Former Texas Gov. Rick Perry
Former Texas Gov. Rick Perry is famously not the sharpest tool in the Republican shed, but wow. In an appearance on
Fox News Sunday, Perry insisted that Texas's high rate of uninsured people
just doesn't matter, because "that's not how we keep score."
WALLACE: One more question about Main Street or looking out for the little guy. When you were governor of Texas, your state had the highest uninsured rate in the country. One in five, more than one in five Texans didn't have health coverage, and yet you refused to set up a state exchange under Obamacare. You refused to expand Medicaid. Is that looking out for the little guy when 21 percent of Texans didn't have health insurance?

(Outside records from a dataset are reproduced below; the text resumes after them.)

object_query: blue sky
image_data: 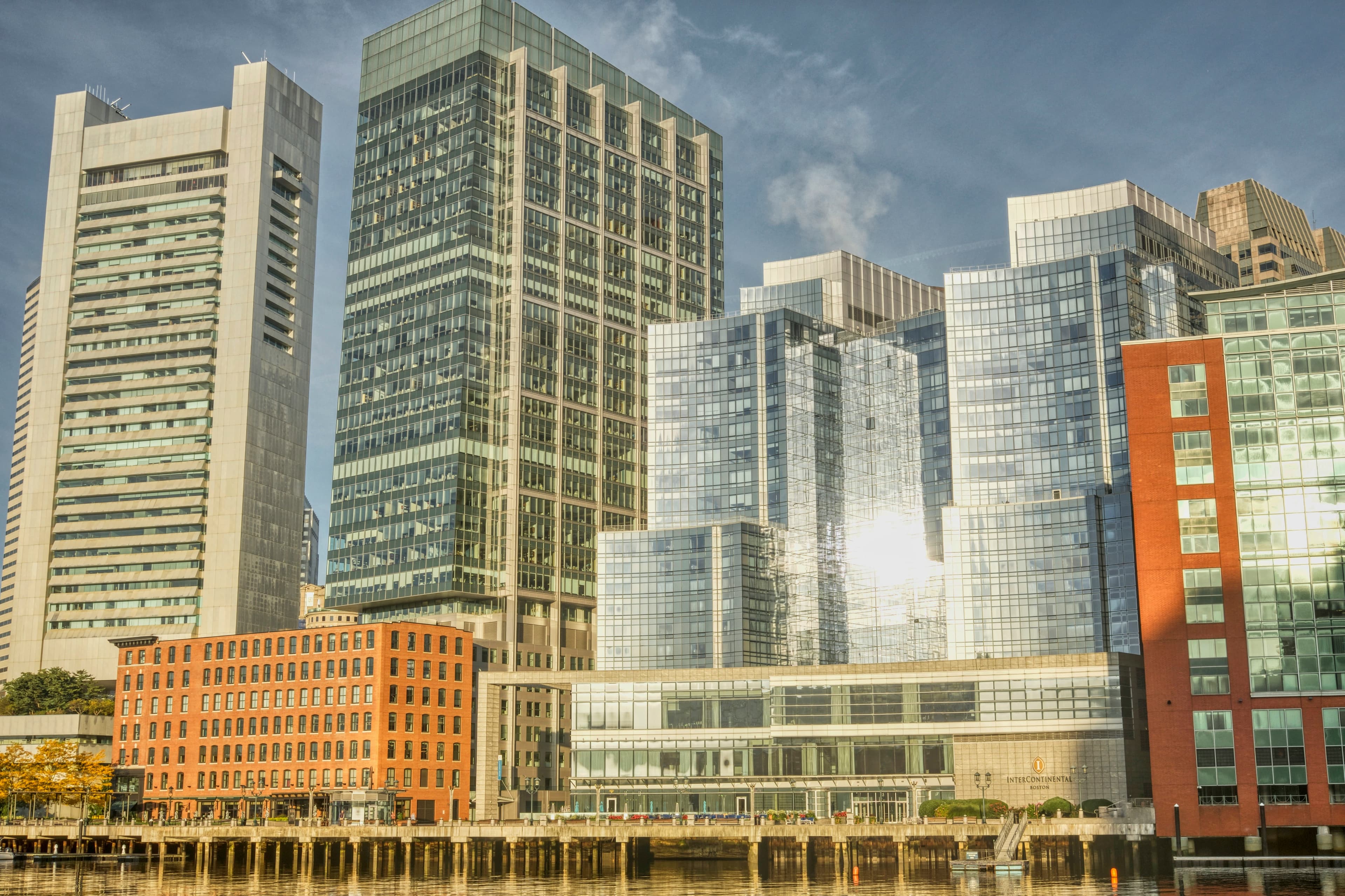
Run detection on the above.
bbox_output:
[0,0,1345,575]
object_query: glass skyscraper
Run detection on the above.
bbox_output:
[327,0,724,686]
[597,251,948,669]
[943,180,1237,659]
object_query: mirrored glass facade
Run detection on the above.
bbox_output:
[1210,289,1345,693]
[943,182,1236,658]
[599,253,951,669]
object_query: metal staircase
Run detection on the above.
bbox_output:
[995,814,1028,862]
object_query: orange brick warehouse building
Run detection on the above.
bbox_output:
[113,623,472,822]
[1122,270,1345,854]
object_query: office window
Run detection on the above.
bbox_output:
[1322,709,1345,803]
[1252,709,1307,805]
[1186,638,1228,694]
[1173,429,1215,486]
[1181,568,1224,623]
[1177,498,1219,554]
[1194,710,1237,806]
[1167,365,1209,417]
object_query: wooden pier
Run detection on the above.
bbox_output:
[0,815,1157,877]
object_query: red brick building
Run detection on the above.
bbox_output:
[113,623,474,821]
[1122,305,1345,852]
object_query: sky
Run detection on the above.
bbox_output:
[0,0,1345,578]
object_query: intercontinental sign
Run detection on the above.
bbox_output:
[1005,756,1075,784]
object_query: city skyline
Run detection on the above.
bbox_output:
[0,0,1345,586]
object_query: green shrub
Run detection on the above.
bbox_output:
[919,799,952,818]
[1041,797,1075,818]
[935,799,980,818]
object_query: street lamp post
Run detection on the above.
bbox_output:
[975,772,990,825]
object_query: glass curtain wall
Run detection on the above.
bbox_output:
[943,182,1236,658]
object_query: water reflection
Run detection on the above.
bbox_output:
[8,861,1345,896]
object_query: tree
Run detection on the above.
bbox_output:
[0,744,32,815]
[0,666,112,716]
[29,740,112,816]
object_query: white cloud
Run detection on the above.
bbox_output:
[767,160,898,254]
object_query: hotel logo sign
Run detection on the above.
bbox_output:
[1005,756,1073,790]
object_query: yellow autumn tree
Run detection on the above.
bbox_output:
[0,744,32,815]
[29,740,112,806]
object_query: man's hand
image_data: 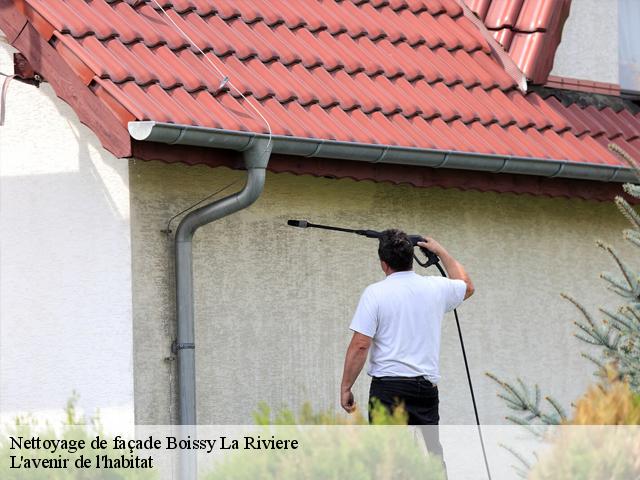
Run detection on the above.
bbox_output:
[418,237,475,300]
[340,389,356,413]
[418,237,445,256]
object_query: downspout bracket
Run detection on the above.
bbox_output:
[171,340,196,353]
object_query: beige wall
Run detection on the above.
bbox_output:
[130,161,624,424]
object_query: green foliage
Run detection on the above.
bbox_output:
[205,402,445,480]
[486,145,640,480]
[487,145,640,425]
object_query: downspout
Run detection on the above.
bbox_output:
[174,139,273,425]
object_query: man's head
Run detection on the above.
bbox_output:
[378,229,413,275]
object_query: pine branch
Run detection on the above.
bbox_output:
[544,397,568,422]
[622,229,640,247]
[614,197,640,230]
[598,242,640,290]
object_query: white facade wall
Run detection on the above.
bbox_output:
[0,43,133,428]
[551,0,619,84]
[130,161,630,424]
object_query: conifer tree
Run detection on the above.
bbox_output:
[487,144,640,425]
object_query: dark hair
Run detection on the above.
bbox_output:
[378,229,413,272]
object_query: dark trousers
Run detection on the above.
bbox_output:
[369,377,442,466]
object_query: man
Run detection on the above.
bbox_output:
[340,230,474,455]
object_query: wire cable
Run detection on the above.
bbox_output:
[152,0,273,151]
[0,73,15,127]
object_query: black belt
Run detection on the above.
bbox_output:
[372,375,433,385]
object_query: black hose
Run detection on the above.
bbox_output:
[435,263,491,480]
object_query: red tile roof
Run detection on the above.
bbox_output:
[464,0,571,84]
[0,0,640,188]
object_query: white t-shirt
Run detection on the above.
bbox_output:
[349,271,467,383]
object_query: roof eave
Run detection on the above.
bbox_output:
[129,121,637,182]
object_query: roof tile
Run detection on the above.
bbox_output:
[6,0,640,173]
[464,0,571,84]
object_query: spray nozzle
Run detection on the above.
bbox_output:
[287,220,440,268]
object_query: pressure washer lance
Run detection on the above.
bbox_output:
[287,220,491,480]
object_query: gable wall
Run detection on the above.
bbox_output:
[130,161,625,424]
[0,44,133,428]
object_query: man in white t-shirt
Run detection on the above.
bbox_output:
[340,230,474,462]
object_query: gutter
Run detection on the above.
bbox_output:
[129,121,637,183]
[129,122,273,480]
[129,121,637,480]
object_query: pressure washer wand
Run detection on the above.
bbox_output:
[287,220,440,268]
[287,220,381,238]
[287,220,492,480]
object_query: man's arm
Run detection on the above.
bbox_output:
[340,332,371,413]
[418,237,475,300]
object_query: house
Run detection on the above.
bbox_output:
[0,0,640,425]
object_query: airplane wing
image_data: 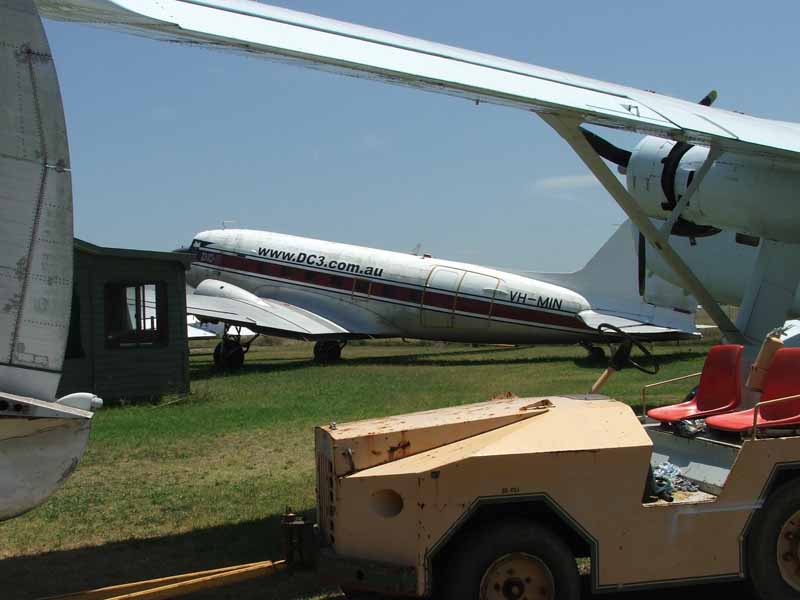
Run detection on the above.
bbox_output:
[37,0,800,160]
[578,310,702,342]
[186,279,354,340]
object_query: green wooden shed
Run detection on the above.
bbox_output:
[58,239,191,402]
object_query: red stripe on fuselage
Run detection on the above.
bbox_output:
[198,249,589,330]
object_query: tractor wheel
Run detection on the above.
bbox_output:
[439,519,580,600]
[314,340,342,365]
[747,481,800,600]
[214,340,244,371]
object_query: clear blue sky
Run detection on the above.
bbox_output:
[46,0,800,271]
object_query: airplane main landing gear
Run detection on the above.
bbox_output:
[214,327,258,371]
[314,340,347,365]
[580,342,606,362]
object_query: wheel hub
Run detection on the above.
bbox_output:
[480,552,555,600]
[776,511,800,592]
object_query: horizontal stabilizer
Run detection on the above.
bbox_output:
[578,310,702,341]
[186,279,350,340]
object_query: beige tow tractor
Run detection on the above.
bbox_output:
[51,331,800,600]
[308,331,800,600]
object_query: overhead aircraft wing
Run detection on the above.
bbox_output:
[37,0,800,160]
[186,279,352,340]
[578,310,702,341]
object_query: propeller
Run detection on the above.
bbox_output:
[580,127,631,169]
[698,90,719,106]
[636,231,647,298]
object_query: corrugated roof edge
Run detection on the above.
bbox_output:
[75,238,192,270]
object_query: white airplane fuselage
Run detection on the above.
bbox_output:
[187,229,597,344]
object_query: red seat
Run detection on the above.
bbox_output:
[647,344,744,423]
[706,348,800,431]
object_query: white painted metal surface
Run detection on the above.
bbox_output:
[0,0,102,521]
[0,393,92,521]
[39,0,800,158]
[0,0,73,400]
[187,224,695,344]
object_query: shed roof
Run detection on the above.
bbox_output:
[75,238,192,269]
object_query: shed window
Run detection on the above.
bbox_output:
[105,282,167,348]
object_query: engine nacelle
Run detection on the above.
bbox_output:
[194,279,265,306]
[627,137,800,243]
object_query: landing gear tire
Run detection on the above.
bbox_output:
[747,481,800,600]
[437,519,580,600]
[314,340,343,365]
[214,340,245,371]
[586,346,606,362]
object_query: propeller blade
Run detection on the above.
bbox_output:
[700,90,718,106]
[637,232,647,298]
[580,127,631,169]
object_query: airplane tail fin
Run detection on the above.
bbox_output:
[0,0,73,400]
[533,221,698,337]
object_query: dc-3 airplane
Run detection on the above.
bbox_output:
[32,0,800,357]
[181,222,699,368]
[0,2,102,521]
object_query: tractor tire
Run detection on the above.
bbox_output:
[214,340,244,371]
[314,340,342,365]
[437,519,581,600]
[747,480,800,600]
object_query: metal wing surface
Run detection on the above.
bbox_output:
[38,0,800,160]
[186,280,354,340]
[578,310,702,341]
[0,0,73,400]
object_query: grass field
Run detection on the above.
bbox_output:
[0,342,720,600]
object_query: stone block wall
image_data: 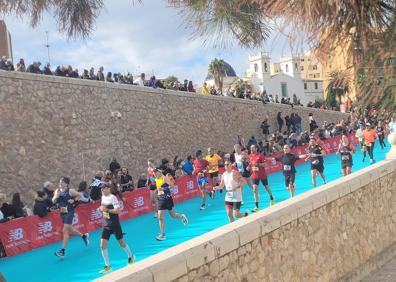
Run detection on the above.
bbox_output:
[0,71,346,203]
[97,160,396,282]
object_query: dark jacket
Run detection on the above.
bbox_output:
[33,197,49,217]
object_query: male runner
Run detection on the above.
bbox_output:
[99,183,135,274]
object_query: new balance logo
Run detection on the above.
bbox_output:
[91,209,102,221]
[8,228,23,242]
[133,196,144,208]
[170,186,179,195]
[38,221,52,234]
[187,180,194,190]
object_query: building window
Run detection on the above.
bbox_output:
[281,82,287,97]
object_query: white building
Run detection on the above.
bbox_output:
[246,52,323,105]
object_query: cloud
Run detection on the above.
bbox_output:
[5,0,300,84]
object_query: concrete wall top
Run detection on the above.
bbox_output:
[96,160,396,282]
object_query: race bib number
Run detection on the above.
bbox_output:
[283,165,291,171]
[341,155,349,161]
[60,207,67,213]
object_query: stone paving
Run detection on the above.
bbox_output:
[362,257,396,282]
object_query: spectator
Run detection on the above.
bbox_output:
[33,190,50,217]
[133,73,146,86]
[89,171,103,201]
[260,118,270,139]
[120,167,135,192]
[0,193,16,220]
[96,67,105,81]
[109,159,121,174]
[106,72,114,83]
[147,76,157,88]
[137,173,147,188]
[77,181,91,204]
[43,63,53,75]
[182,155,194,175]
[17,59,26,72]
[187,80,196,92]
[89,68,98,80]
[26,62,41,74]
[276,112,283,132]
[11,193,32,218]
[201,82,209,95]
[247,136,257,148]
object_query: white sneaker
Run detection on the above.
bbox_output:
[181,214,188,226]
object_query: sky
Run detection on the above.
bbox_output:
[4,0,306,84]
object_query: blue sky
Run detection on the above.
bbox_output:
[5,0,306,84]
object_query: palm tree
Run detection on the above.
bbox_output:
[208,58,227,94]
[326,70,352,107]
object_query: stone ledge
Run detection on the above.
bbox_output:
[0,71,348,117]
[98,161,396,281]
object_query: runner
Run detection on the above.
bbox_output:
[193,150,214,210]
[99,183,135,274]
[234,144,253,205]
[336,135,355,176]
[362,123,377,164]
[213,160,249,222]
[205,148,223,192]
[306,136,326,188]
[248,145,275,212]
[147,159,158,217]
[355,124,367,162]
[273,145,307,198]
[375,121,386,149]
[52,177,89,258]
[155,169,188,241]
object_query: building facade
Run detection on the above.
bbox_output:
[0,20,13,60]
[246,52,323,105]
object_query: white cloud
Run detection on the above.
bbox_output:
[6,0,304,84]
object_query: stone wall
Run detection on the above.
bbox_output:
[0,71,346,202]
[97,160,396,282]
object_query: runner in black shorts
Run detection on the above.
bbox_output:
[99,183,135,274]
[337,135,355,176]
[273,145,307,197]
[155,169,188,241]
[306,136,326,188]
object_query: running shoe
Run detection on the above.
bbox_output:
[155,234,166,241]
[55,250,65,258]
[81,233,89,246]
[181,214,188,226]
[99,265,111,274]
[128,255,136,265]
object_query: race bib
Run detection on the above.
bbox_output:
[60,207,67,213]
[341,155,349,161]
[283,165,291,171]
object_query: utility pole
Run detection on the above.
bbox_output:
[44,30,51,65]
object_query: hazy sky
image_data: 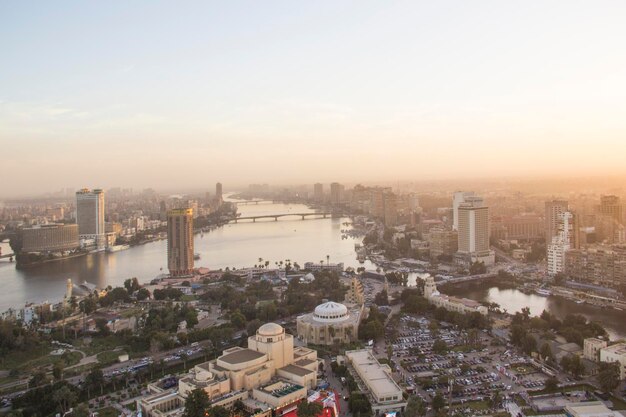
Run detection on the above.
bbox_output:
[0,0,626,195]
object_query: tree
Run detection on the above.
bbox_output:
[433,339,448,355]
[539,342,554,361]
[72,403,91,417]
[544,376,559,391]
[135,288,150,301]
[85,368,104,398]
[52,361,63,381]
[491,390,502,408]
[52,385,78,413]
[597,362,620,392]
[209,405,230,417]
[404,395,426,417]
[298,398,323,417]
[432,392,446,413]
[183,388,211,417]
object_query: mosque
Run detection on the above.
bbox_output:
[296,277,365,345]
[139,323,318,417]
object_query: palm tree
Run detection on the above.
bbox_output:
[179,352,188,371]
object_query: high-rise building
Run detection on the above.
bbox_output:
[383,193,398,227]
[330,182,344,206]
[599,195,624,224]
[215,182,222,201]
[22,223,79,253]
[452,191,483,230]
[457,196,495,265]
[548,211,575,276]
[76,188,106,249]
[313,182,324,201]
[167,208,194,276]
[544,200,569,242]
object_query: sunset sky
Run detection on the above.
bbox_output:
[0,0,626,196]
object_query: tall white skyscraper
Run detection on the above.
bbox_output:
[76,188,106,249]
[456,195,495,265]
[548,211,575,276]
[452,191,483,230]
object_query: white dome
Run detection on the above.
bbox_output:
[313,301,348,322]
[256,323,285,336]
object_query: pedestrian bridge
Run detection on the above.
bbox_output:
[230,212,333,223]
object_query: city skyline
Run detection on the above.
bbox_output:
[0,2,626,195]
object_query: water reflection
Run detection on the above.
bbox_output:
[0,204,372,311]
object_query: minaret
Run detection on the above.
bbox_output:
[63,278,74,304]
[383,275,389,304]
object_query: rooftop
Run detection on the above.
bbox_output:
[279,365,315,376]
[219,349,265,365]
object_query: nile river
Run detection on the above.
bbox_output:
[445,283,626,339]
[0,203,626,337]
[0,203,372,311]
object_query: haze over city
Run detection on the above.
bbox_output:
[0,1,626,195]
[0,0,626,417]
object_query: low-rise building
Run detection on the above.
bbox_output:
[565,401,623,417]
[138,323,318,417]
[424,275,488,316]
[600,343,626,379]
[583,337,607,362]
[297,301,363,345]
[346,349,407,414]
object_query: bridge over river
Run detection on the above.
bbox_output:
[230,212,340,223]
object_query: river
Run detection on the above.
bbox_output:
[444,282,626,339]
[0,203,372,311]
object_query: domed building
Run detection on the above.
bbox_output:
[139,323,318,417]
[297,301,363,345]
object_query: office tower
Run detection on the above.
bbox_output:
[544,200,569,246]
[383,193,398,227]
[457,196,495,265]
[76,188,106,249]
[167,208,193,276]
[452,191,483,230]
[313,182,324,201]
[330,182,344,206]
[22,223,79,253]
[548,211,575,276]
[599,195,624,224]
[215,182,222,201]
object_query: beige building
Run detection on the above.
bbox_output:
[346,349,407,414]
[424,275,488,316]
[543,200,569,245]
[167,208,193,276]
[76,188,106,249]
[600,343,626,379]
[139,323,318,417]
[428,228,459,258]
[22,224,79,253]
[297,301,364,345]
[457,199,495,265]
[583,337,607,362]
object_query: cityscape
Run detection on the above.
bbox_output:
[0,1,626,417]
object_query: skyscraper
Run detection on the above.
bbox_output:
[76,188,106,249]
[457,196,495,265]
[167,208,193,276]
[548,211,576,276]
[452,191,483,230]
[215,182,222,202]
[544,200,569,247]
[330,182,344,206]
[313,182,324,201]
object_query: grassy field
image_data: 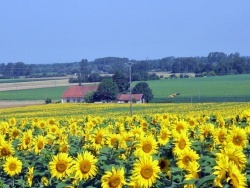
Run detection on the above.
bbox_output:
[148,75,250,102]
[0,74,250,103]
[0,86,68,101]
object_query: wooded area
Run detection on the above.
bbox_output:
[0,52,250,79]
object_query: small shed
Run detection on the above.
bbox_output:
[117,94,144,103]
[61,85,98,103]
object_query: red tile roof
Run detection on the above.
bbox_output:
[62,85,98,98]
[117,94,143,101]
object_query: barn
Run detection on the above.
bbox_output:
[61,85,98,103]
[117,94,144,103]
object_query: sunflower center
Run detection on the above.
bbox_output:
[37,141,43,150]
[141,165,153,179]
[60,144,68,153]
[142,143,152,153]
[161,132,168,140]
[231,174,239,187]
[158,159,169,170]
[176,124,184,133]
[56,161,67,173]
[9,163,17,171]
[218,133,225,143]
[233,136,242,146]
[12,130,19,137]
[1,148,10,156]
[80,160,91,174]
[229,155,240,166]
[110,138,118,146]
[25,137,30,145]
[109,175,121,188]
[178,138,186,150]
[95,135,102,144]
[182,156,192,165]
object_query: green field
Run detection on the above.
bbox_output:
[148,74,250,102]
[0,74,250,103]
[0,86,68,102]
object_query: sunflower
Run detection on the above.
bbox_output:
[106,133,121,148]
[27,167,34,187]
[216,147,247,170]
[73,151,98,181]
[199,123,214,141]
[9,127,20,139]
[91,128,106,151]
[58,139,70,153]
[101,167,126,188]
[132,156,161,187]
[3,157,23,176]
[214,127,227,145]
[213,156,229,187]
[158,159,170,173]
[177,149,199,169]
[49,153,72,179]
[227,126,247,149]
[134,135,158,156]
[34,135,48,154]
[41,176,49,186]
[21,129,33,150]
[185,162,200,180]
[227,162,247,188]
[0,141,15,158]
[173,132,191,156]
[157,128,171,146]
[0,122,9,135]
[38,120,47,129]
[172,120,188,135]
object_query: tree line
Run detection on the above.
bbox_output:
[0,52,250,78]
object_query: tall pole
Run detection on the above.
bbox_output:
[129,63,133,116]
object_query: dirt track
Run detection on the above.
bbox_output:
[0,79,72,91]
[0,101,44,108]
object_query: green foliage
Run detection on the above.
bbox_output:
[132,82,154,102]
[94,78,119,101]
[45,97,52,104]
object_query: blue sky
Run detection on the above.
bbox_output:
[0,0,250,64]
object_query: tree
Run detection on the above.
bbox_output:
[94,78,119,101]
[112,71,129,93]
[132,82,154,102]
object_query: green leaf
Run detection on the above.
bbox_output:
[196,175,215,187]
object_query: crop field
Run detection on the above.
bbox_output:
[0,74,250,103]
[0,102,250,188]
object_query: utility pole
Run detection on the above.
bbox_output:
[126,62,133,116]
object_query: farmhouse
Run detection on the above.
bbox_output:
[117,94,144,103]
[61,85,98,103]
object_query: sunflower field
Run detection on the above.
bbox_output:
[0,103,250,188]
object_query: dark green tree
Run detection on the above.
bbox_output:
[112,71,129,93]
[94,78,119,102]
[132,82,154,102]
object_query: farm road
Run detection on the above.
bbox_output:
[0,79,72,91]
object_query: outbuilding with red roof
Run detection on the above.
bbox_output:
[117,94,144,103]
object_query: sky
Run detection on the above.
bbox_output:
[0,0,250,64]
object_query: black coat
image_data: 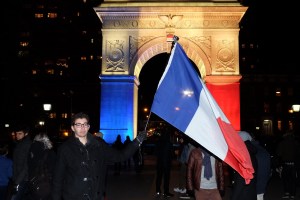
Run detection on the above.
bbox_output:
[52,133,139,200]
[13,135,32,184]
[231,140,258,200]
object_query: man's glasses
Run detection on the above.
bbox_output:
[74,123,90,128]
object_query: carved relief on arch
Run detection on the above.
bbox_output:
[129,36,211,78]
[105,40,125,72]
[216,40,236,72]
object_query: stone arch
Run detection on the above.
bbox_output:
[129,36,211,78]
[94,0,247,142]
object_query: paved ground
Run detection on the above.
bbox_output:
[107,156,300,200]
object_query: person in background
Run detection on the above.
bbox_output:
[52,112,147,200]
[276,131,300,199]
[156,126,174,197]
[112,134,124,175]
[187,145,225,200]
[28,132,56,200]
[231,131,258,200]
[95,132,108,200]
[124,135,132,168]
[251,133,271,200]
[0,144,13,200]
[174,133,189,194]
[12,124,32,200]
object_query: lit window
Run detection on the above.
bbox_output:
[47,69,54,75]
[47,13,57,19]
[264,103,270,113]
[36,4,44,9]
[20,42,29,47]
[61,113,68,119]
[49,112,56,119]
[288,88,294,96]
[277,120,282,131]
[31,69,37,75]
[34,13,44,18]
[275,88,281,97]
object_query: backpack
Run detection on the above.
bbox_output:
[29,151,52,200]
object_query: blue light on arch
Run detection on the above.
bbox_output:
[99,75,137,144]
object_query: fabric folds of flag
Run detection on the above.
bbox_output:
[151,42,254,183]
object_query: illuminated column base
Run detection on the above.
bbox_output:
[205,76,241,131]
[99,75,138,143]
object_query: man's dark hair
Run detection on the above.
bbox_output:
[71,112,90,125]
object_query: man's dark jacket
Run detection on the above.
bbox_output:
[52,133,139,200]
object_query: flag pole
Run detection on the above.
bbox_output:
[144,35,179,131]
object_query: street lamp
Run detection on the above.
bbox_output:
[292,104,300,112]
[43,103,52,111]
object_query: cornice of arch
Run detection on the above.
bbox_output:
[94,3,247,29]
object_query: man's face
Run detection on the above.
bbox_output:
[15,131,27,140]
[71,118,90,138]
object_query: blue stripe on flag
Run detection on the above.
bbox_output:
[151,43,202,132]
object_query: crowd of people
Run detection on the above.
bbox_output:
[0,113,300,200]
[0,112,147,200]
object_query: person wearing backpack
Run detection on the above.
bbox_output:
[28,132,56,200]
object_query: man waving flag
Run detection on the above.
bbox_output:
[151,42,254,183]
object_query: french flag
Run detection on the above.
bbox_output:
[151,42,254,183]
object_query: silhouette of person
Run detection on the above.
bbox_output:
[52,112,147,200]
[124,135,132,168]
[187,145,225,200]
[156,127,174,197]
[112,134,124,175]
[12,124,32,200]
[231,131,258,200]
[0,144,13,199]
[276,131,299,199]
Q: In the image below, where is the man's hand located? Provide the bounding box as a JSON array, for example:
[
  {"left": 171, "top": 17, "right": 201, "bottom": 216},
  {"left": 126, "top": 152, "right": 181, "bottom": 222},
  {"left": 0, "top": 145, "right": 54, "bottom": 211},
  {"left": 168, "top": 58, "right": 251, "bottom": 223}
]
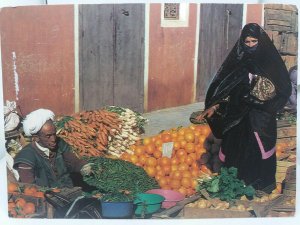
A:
[{"left": 80, "top": 163, "right": 93, "bottom": 176}]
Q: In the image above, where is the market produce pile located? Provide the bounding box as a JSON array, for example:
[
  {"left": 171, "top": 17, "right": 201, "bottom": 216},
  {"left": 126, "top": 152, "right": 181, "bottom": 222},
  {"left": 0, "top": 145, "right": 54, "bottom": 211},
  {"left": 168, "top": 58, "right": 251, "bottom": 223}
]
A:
[
  {"left": 197, "top": 167, "right": 255, "bottom": 202},
  {"left": 56, "top": 106, "right": 147, "bottom": 157},
  {"left": 120, "top": 124, "right": 211, "bottom": 196},
  {"left": 84, "top": 157, "right": 159, "bottom": 196}
]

PERRY: If how you keep score is how many people you force to buy insurance, then I would say that that's how you keep score. That's not how we --
Perry then explained that Texas has tort reform instead of Medicaid expansion or a state exchange, and that the real issue is "whether Texans have access to good health care," and as far as those 21 percent of Texans without health insurance:
PERRY: That's not how we keep score. I think it's a fallacy to say access to healthcare is all about insurance. What we happen to say in the state of Texas is we're going to try to make as assessable as we can good, quality healthcare. And that's what we've done in the state of Texas.
How convenient for Rick Perry that Rick Perry's way of keeping score on access to health care does not include the percent of people with health insurance. In the United States, access to health care—at least access that won't bankrupt you—means either having insurance or being so rich you can pay any possible healthcare expense out of pocket. And you have to be in about the top 0.1 percent for the latter to be true, so the one in five Texans who are uninsured probably didn't really care that by Perry's way of keeping score, they had access to health care because of tort reform and the fact that there were doctors in their communities, because they could not afford to go to those doctors. What a great plank for a presidential platform: Don't worry about health insurance; let me tell you about my alternative scorekeeping system.
It can go right alongside Rand Paul's self-certification as an ophthalmologist.